Africa-Press – Benin. Les autorités du Niger ont établi un ensemble de conditions de sécurité et judiciaires qu’elles estiment nécessaires avant de prendre la décision de rouvrir la frontière avec le Bénin. Cela fait suite à la visite du président du Bénin au Niger, il y a huit semaines, et à la réunion de la commission d’experts conjointe entre les deux pays, il y a cinq semaines. La frontière terrestre entre les deux pays reste fermée, malgré les efforts déployés pour normaliser les relations après une crise diplomatique de trois ans.

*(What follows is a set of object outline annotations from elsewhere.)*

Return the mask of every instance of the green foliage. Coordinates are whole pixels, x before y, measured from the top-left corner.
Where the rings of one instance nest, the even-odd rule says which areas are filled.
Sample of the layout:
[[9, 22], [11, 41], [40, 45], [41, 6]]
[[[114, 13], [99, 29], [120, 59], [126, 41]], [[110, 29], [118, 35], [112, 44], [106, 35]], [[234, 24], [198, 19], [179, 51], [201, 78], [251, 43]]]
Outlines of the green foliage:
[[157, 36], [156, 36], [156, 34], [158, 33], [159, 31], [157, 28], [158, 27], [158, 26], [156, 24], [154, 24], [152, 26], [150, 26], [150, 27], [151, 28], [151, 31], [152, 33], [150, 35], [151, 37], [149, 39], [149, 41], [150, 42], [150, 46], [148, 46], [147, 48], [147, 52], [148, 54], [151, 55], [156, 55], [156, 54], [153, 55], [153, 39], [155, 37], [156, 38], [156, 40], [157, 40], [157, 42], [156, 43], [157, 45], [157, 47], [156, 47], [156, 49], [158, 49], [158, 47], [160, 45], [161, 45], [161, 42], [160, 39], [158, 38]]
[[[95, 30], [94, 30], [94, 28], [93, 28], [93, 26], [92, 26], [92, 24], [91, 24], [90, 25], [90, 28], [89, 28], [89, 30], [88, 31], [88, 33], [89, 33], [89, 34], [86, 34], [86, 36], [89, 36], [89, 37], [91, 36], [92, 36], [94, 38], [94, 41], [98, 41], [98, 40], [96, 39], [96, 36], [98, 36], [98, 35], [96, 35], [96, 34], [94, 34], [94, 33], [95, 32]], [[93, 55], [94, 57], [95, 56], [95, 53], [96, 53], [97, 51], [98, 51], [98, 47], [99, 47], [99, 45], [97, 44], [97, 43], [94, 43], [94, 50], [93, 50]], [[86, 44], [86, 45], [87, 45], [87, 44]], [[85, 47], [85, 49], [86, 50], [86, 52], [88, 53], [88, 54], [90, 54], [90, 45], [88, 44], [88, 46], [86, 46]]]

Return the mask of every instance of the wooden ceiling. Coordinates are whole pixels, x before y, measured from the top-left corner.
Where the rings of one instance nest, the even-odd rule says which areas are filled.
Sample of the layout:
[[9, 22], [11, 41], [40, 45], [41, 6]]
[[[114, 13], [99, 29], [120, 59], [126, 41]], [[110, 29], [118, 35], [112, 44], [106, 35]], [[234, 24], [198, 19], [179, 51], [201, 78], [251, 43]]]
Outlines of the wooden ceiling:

Les réunions de la commission conjointe, qui se sont tenues à Cotonou les 20 et 21 juin 2026, se sont terminées dans une atmosphère qualifiée de positive, avec l’annonce de progrès dans le processus de normalisation des relations. Cependant, la frontière est restée fermée, ce qui a renforcé les attentes des observateurs quant à l’existence de points de désaccord qui entravent encore l’atteinte d’un accord final.
Les déclarations du président du conseil militaire du Niger, le général Abdrahmane Tiani, lors d’une interview diffusée par la télévision officielle le 26 juillet, ont confirmé la persistance de ces obstacles. Il a déclaré qu’il y a « des conditions préalables qui doivent être traitées avant de prendre la décision finale et irréversible de rouvrir la frontière ».
Le calendrier convenu après la réunion de Cotonou stipulait que les projets d’accords seraient soumis aux dirigeants des deux pays pour approbation, avant d’être signés officiellement dans la capitale Niamey. Cependant, ce processus n’est pas encore achevé.
Les autorités nigériennes ont envoyé au Bénin leurs observations concernant les projets d’accords, qui incluent des exigences principales relatives aux accords de défense et de sécurité. Niamey exige le retrait des troupes étrangères qu’elle pense présentes dans le nord du Bénin, afin qu’elles soient éloignées de la frontière commune avec le Niger, tandis que le gouvernement béninois continue de nier la présence de troupes étrangères dans cette région.
Le Niger demande également un pardon pour plusieurs de ses fonctionnaires qui ont précédemment été condamnés au Bénin, y compris le directeur adjoint de la West African Oil Pipeline Company (WAPCO) Niger, qui a été condamnée en juin 2024 par le tribunal de lutte contre la criminalité économique et le terrorisme au Bénin à 18 mois de prison avec sursis pour usurpation d’identité et utilisation de cartes d’identité falsifiées. Bien qu’ils soient rentrés au Niger depuis lors, Niamey exige l’annulation définitive des condamnations les concernant.
Les experts des deux pays avaient prévu la réouverture de la frontière pour le passage des personnes et des marchandises en vrac d’ici la mi-juillet dernier, suivie d’une reprise ultérieure du trafic des conteneurs. Cependant, cette étape ne s’est pas concrétisée en raison de la persistance des désaccords.
Il reste incertain si le gouvernement béninois a fourni sa réponse officielle aux observations et modifications proposées par le Niger, en l’absence de toute déclaration officielle des deux parties, et sans commentaire des ministres béninois sur le sujet. Cotonou n’a également pas émis de réponse officielle aux déclarations du général Tiani.